Гумилёв теперь уже не только поэт, он — воин, и как первого свидания с девушкой ждет гимназист, так ждет он своего боевого крещения. Разговоры у новичков в ту пору, в начале войны, были только «о подвигах, о доблести, о славе…». Неожиданно Анна Ахматова приехала навестить мужа-солдата. Известие, которое она ему привезла, сильно подействовало на Николая Степановича. 8 сентября не стало поэта графа Комаровского. Этот отчаянный человек в припадке безумия и желания стать в ряды защитников Отечества покончил с собой.
9 сентября полк улан во главе с полковником Д. М. Княжевичем, в котором должен был служить Гумилёв, отправился на отдых в город Россиены (ныне Литва). Сюда же прибыл с новобранцами и Гумилёв.

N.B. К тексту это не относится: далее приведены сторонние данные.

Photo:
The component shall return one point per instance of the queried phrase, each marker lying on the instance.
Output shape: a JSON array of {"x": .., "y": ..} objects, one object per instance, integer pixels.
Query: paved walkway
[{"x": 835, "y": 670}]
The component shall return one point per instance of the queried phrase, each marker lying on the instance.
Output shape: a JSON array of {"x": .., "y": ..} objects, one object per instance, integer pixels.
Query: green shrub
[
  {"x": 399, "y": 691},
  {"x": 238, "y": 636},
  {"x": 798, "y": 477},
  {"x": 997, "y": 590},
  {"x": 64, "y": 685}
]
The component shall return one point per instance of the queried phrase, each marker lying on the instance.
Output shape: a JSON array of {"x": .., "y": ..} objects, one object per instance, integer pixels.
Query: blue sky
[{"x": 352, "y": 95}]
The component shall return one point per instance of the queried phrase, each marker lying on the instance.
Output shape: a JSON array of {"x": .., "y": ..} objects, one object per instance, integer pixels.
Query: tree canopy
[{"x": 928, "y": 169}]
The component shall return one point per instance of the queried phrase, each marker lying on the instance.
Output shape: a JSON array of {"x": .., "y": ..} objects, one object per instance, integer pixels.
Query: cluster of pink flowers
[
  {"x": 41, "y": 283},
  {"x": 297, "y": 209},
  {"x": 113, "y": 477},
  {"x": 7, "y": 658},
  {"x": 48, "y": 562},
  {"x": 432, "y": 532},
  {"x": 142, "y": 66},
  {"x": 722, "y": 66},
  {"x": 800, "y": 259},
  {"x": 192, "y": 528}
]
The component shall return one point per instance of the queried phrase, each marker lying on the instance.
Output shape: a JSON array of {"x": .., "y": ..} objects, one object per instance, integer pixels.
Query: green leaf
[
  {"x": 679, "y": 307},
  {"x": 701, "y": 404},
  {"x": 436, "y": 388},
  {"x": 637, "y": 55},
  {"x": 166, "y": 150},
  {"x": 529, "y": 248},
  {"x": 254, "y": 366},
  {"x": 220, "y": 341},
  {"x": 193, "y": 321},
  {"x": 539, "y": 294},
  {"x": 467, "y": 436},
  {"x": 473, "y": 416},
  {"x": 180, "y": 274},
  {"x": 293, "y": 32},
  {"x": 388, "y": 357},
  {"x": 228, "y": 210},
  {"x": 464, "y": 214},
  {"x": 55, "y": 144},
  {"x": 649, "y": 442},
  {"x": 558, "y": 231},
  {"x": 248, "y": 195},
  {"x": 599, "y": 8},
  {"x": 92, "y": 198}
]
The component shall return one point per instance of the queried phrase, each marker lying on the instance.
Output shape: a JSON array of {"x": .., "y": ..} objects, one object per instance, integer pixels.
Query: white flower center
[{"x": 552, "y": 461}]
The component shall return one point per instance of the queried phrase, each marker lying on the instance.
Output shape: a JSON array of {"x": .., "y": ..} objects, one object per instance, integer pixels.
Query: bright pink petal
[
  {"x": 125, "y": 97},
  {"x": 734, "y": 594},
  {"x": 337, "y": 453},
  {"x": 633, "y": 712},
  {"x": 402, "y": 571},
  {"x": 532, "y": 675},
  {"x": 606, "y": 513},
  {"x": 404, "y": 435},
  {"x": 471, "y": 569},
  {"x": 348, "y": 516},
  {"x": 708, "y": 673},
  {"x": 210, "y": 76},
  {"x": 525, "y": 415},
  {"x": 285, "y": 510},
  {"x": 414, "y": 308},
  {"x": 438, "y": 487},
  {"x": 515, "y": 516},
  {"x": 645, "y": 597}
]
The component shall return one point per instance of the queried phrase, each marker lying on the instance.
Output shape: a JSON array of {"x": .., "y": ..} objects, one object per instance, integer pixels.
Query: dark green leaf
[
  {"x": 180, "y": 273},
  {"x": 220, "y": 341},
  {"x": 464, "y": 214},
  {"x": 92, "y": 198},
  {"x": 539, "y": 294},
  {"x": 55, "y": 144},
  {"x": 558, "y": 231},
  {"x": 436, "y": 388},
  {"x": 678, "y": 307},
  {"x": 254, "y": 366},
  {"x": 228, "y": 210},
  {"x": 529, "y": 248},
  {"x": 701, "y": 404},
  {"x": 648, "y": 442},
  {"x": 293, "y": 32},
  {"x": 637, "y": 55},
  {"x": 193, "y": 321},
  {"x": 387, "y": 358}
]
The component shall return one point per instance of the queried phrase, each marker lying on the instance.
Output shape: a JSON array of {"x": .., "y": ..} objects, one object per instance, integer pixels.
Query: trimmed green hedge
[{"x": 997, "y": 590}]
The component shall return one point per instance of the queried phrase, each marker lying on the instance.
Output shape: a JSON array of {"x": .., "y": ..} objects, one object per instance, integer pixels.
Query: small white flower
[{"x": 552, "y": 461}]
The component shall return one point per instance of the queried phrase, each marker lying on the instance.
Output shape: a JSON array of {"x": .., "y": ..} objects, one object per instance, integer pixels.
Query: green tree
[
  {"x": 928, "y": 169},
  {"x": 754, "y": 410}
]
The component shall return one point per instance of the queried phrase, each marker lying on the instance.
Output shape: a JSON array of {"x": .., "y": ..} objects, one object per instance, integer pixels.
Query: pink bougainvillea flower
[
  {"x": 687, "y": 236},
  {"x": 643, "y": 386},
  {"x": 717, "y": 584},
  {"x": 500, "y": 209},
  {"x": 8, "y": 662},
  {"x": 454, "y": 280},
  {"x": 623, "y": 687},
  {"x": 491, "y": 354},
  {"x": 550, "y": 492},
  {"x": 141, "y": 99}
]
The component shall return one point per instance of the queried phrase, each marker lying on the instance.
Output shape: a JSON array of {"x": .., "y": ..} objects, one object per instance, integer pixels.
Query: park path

23 сентября он вместе со вторым маршевым эскадроном гвардейского запасного кавалерийского полка отправился на Западный фронт в 1-ю действующую армию, находившуюся в ту пору на границе с Восточной Пруссией. Вольноопределяющийся Гумилёв попал в 1-й эскадрон Ее Величества Государыни лейб-гвардии уланского Ее Величества Государыни Императрицы Александры Феодоровны полка. Эскадроном командовал ротмистр князь И. А. Кропоткин, а взводным, где служил Гумилёв, был поручик М. М. Чичагов, выходец из известной офицерской династии. Сам полк входил в состав 2-й гвардейской кавалерийской дивизии, а дивизия в свою очередь входила в состав конницы хана Нахичеванского при первом русском наступлении в Восточной Пруссии. А потом 2-я дивизия перешла в состав гвардейского конного корпуса, руководимого генералом Я. Ф. Гилленшмидтом.